= David Williams (businessman, born 1969) =

Welsh businessman (born 1969)

David John Williams (born May 1969 in Wales) is the founder of quantum encryption company Arqit Limited.

After initially going to market with a satellite hardware solution , Arqit announced in December 2023 that it had invented software, called Symmetric Key Agreement, which can provide quantum safe encryption with cloud delivered software, removing all need for hardware. This was validated by a number of commercial agreements with companies like Fortinet {https://www.fortinet.com/content/dam/fortinet/assets/alliances/sb-fortinet-and-arqit-vpn-integration.pdf }, Juniper , Detasad and the World's fourth largest Tier 1 telco TI Sparkle . Intel published a White Paper affirming Arqit claims for the performance of its software, and it was announced that through signature of an ISV contract, Arqit became the quantum safe encryption partner of Intel, with the software integrated onto XEON processor based devices for global sale by Intel .

David graduated with a BA in Economics and Politics from the University of Leeds.

Williams was co-founder of Avanti Communications Group plc, the United Kingdom's first start-up operator, listed on the London Stock Exchange. Avanti was the first company to operate a High Throughput Satellite in EMEA and notably won the contract to build the backhaul system for the British Government's homeland security "Emergency Services Network". The company delisted from the London Stock Exchange in 2019 with a share price of 0.25p. In November 2014, the shares were trading at 320p a share.

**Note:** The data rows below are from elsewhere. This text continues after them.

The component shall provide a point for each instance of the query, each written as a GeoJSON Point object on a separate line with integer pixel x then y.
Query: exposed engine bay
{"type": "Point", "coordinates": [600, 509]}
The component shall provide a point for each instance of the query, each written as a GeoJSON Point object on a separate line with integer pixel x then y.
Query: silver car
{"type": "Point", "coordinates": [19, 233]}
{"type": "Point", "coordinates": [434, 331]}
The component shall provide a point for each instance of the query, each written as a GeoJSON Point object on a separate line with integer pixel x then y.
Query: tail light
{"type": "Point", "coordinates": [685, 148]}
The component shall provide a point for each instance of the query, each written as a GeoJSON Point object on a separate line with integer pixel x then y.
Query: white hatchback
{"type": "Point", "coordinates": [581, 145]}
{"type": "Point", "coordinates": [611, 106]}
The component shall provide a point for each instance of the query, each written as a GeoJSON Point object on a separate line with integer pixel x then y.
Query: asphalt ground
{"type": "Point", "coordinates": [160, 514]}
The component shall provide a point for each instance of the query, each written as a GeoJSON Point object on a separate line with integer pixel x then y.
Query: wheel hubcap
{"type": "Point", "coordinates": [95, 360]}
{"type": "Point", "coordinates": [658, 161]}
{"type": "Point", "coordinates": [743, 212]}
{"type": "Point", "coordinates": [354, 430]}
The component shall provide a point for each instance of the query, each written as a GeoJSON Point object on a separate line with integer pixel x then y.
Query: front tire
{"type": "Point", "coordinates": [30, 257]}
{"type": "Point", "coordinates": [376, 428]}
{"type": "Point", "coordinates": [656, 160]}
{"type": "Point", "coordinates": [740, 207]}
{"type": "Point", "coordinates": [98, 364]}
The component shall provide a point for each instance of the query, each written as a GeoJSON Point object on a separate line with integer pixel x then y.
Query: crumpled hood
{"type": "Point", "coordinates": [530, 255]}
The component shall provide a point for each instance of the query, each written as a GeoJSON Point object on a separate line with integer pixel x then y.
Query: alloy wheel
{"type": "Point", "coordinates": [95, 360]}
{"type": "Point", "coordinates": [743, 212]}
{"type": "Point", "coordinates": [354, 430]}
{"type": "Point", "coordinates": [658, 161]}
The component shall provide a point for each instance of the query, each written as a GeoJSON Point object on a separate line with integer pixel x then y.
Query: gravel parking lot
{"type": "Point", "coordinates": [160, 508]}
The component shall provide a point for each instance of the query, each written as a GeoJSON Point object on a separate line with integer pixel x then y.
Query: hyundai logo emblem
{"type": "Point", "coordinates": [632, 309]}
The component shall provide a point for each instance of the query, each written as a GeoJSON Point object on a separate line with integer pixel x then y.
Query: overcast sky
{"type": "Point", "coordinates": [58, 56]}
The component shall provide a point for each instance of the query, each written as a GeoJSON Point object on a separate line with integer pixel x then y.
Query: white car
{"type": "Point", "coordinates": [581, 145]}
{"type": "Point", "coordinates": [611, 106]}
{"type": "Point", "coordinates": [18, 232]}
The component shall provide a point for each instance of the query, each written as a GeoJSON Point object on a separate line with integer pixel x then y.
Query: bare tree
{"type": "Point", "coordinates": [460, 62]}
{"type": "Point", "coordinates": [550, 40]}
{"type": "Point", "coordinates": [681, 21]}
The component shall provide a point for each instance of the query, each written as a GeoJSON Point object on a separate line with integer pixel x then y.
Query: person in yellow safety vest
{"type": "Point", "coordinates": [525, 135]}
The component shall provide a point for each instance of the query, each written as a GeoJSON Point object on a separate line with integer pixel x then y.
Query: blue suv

Williams was chairman of the advisory board of Seraphim Space Ventures, whose creation he initiated in partnership with the UK Space Agency.

Williams also founded in 1999 a start up venture capital company called Active Media Capital Ltd which wound up in 2006 returning 768% of investors capital. He was awarded the Entrepreneur of the Year Award at the Quoted Company Awards 2006.

He was awarded a Queen's Award for Export in 2015.